Home alcinema Walesa – l’uomo della speranza di Andrzej Wajda: la recensione

Walesa – l’uomo della speranza di Andrzej Wajda: la recensione

Dal 1970 al 1989 di strada ne ha fatta, Lech Walesa. Da semplice operaio in un cantiere navale di Danzica a leader di Solidarnosc, lo storico sindacato autonomo dei lavoratori che aprì uno spiraglio di libertà nella cortina di ferro del sistema sovietico.

Il film di Andrzej Wajda, Walesa- l’uomo della speranza, racconta a metà tra biografia e inchiesta l’ascesa di una delle figure più carismatiche della politica europea, un operaio capace di guidare una rivoluzione pacifica e di conquistare nel 1989 il potere attraverso le prime elezioni libere nella storia della Polonia. Un film che arriva sugli schermi italiani dopo essere stato presentato allo scorso Festival di Venezia e dopo aver conteso a Sorrentino l’Oscar come miglior film straniero.

Un’intervista della giornalista Oriana Fallaci (interpretata da Maria Rosaria Omaggio) a Walesa è il pretesto per ripercorrere la vita del dissidente. Può esistere una rivoluzione senza sangue? Il metodo di Walesa dimostra di sì. Wajda costruisce la storia su un impianto narrativo solido che cerca di mantenersi equidistante dagli eventi raccontati. L’obiettivo del regista polacco non è quello di dipingere un affresco appassionato e di parte sul leader di Solidarnosc, ma di raccontare una storia vera, che nell’alternanza tra materiale d’archivio e materiale filmico, tra bianco e nero e colore (in alcuni casi le immagini filmiche vengono virate al bianco e nero, con il risultato di legare ancora di più Walesa alla storia polacca), consolida il proprio rapporto con fatti realmente accaduti.

Il film mostra tutte le tappe più significative del percorso politico di Walesa: la coscienza sociale si insinua in lui dopo un fatto sanguinario, una strage di operai da parte della polizia di regime nello stesso giorno in cui nasce il suo primo figlio. Proprio la dialettica tra sfera pubblica e dimensione privata sarà uno dei motivi ricorrenti di tutto il film: la famiglia di Walesa diventa sempre più numerosa, proprio come il numero di operai e studenti che crede nelle sue parole e nel suo carisma.
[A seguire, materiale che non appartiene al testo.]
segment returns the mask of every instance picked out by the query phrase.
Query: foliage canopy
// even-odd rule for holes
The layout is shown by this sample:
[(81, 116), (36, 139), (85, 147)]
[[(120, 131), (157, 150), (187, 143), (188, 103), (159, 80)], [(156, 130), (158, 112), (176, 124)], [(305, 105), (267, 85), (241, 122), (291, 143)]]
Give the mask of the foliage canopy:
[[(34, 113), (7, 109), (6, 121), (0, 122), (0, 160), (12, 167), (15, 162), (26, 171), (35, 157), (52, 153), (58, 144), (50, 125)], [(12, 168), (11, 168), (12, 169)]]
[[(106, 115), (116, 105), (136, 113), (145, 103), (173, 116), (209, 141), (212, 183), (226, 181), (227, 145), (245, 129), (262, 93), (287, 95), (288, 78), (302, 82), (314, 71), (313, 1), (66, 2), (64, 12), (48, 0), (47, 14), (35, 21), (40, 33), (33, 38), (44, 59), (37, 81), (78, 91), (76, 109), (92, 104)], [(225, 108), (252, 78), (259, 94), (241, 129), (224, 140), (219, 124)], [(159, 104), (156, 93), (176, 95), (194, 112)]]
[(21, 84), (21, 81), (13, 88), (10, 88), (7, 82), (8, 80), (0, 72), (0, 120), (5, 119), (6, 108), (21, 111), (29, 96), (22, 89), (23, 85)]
Ma se il rapporto con la moglie si incrina (anche se lei gli rimarrà sempre a fianco), l’ascesa politica è inarrestabile, a dispetto degli ostacoli che il regime metterà sul suo cammino. Nel 1983 arriva il Premio Nobel per la pace, sei anni dopo la storica vittoria alle elezioni politiche.

Non vi è dubbio che l’impianto di Wajda tende ad essere un po’ didattico. Ma è proprio nel rigore formale e narrativo che il regista riesce a dare continuità alla sua idea di cinema. Dopotutto, più di ogni altro interprete, Wajda è la storia del cinema polacco. Ne ha attraversato almeno cinque o sei fasi, iniziando la sua avventura nel lontano 1955 e proseguendola nel corso degli anni con invidiabile coerenza. C’è un obiettivo chiaro nel suo cinema, quello di rappresentare i cambiamenti storici e sociali della sua Polonia, analizzando le ripercussioni sulla vita degli individui. Un cinema d’impegno, nazionale ma non nazionalista, che trova ancora la forza di indicare esempi positivi e di alimentare, con essi, la speranza del rinnovamento, senza però nascondere la problematicità del reale.